The implementation is straightforward. A Node holds an integer property and a pointer to the next node:

type Node struct {
    property int
    nextNode *Node
}

The UnOrderedList just keeps a pointer to the head:

type UnOrderedList struct {
    headNode *Node
}

Adding to the Head

The AddToHead method creates a new node, points it at the current head, then makes it the new head:

func (UnOrderedList *UnOrderedList) AddToHead(property int) {
    var node = &Node{}
    node.property = property
    node.nextNode = nil
    if UnOrderedList.headNode != nil {
        node.nextNode = UnOrderedList.headNode
    }
    UnOrderedList.headNode = node
}

Since we always add to the front, the list ends up in reverse order of insertion. Add 1, 3, 5, 7, and the list reads 7, 5, 3, 1.

Iterating the List

Iteration is a simple walk from head to the end:

func (UnOrderedList *UnOrderedList) IterateList() {
    var node *Node
    for node = UnOrderedList.headNode; node != nil; node = node.nextNode {
        fmt.Println(node.property)
    }
}

Main Function

func main() {
    var unOrderedList UnOrderedList
    unOrderedList = UnOrderedList{}
    unOrderedList.AddToHead(1)
    unOrderedList.AddToHead(3)
    unOrderedList.AddToHead(5)
    unOrderedList.AddToHead(7)
    unOrderedList.IterateList()
}

This prints 7, 5, 3, 1. Each new element pushes the previous ones down.

Wrapping Up

Chapter 6 Part 2 covered three distinct topics:

  1. Circular linked lists through a circular queue implementation, where modulo arithmetic handles the wrap-around behavior
  2. Ordered lists with Go’s sort.Interface, including single-key and multi-key sorting patterns
  3. Unordered lists as basic linked lists with no sorting guarantees

The multi-key sorting pattern using multiSorter is probably the most practical takeaway here. It’s a flexible way to handle complex sort logic without writing a bunch of one-off comparators. The circular queue is a solid exercise in understanding how modular arithmetic keeps index-based structures from running off the edge.

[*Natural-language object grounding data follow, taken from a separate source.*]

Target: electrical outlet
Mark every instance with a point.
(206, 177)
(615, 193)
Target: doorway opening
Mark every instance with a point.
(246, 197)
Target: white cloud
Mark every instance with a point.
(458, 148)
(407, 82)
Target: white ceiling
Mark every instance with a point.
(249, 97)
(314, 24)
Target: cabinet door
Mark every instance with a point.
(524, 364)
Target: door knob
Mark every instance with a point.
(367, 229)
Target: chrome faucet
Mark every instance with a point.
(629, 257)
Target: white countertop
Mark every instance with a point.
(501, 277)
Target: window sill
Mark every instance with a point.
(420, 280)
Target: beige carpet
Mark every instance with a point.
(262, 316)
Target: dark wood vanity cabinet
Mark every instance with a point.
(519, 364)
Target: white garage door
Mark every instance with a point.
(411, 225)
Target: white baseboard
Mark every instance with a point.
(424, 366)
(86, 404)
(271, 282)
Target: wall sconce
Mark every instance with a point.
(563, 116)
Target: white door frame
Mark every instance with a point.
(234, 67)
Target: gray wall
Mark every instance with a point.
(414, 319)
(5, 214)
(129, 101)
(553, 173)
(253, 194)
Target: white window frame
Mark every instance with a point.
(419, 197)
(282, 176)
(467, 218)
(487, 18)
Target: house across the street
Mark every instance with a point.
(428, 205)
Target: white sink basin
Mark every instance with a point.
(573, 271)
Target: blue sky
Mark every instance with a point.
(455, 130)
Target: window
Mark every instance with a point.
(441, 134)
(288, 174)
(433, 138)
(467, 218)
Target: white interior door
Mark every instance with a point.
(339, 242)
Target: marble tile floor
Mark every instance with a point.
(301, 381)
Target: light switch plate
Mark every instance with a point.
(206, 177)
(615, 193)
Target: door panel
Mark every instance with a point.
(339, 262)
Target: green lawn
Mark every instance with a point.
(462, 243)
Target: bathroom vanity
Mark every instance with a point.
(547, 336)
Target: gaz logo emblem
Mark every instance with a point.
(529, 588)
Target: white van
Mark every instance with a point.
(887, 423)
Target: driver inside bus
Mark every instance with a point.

Next up, the book moves into dynamic data structures: dictionaries, TreeSets, sequences, and more.


This post is part of a series walking through “Learn Data Structures and Algorithms with Golang” by Bhagvan Kommadi (Packt, 2019, ISBN: 978-1-78961-850-1). The goal is to retell each chapter in plain language with working code examples.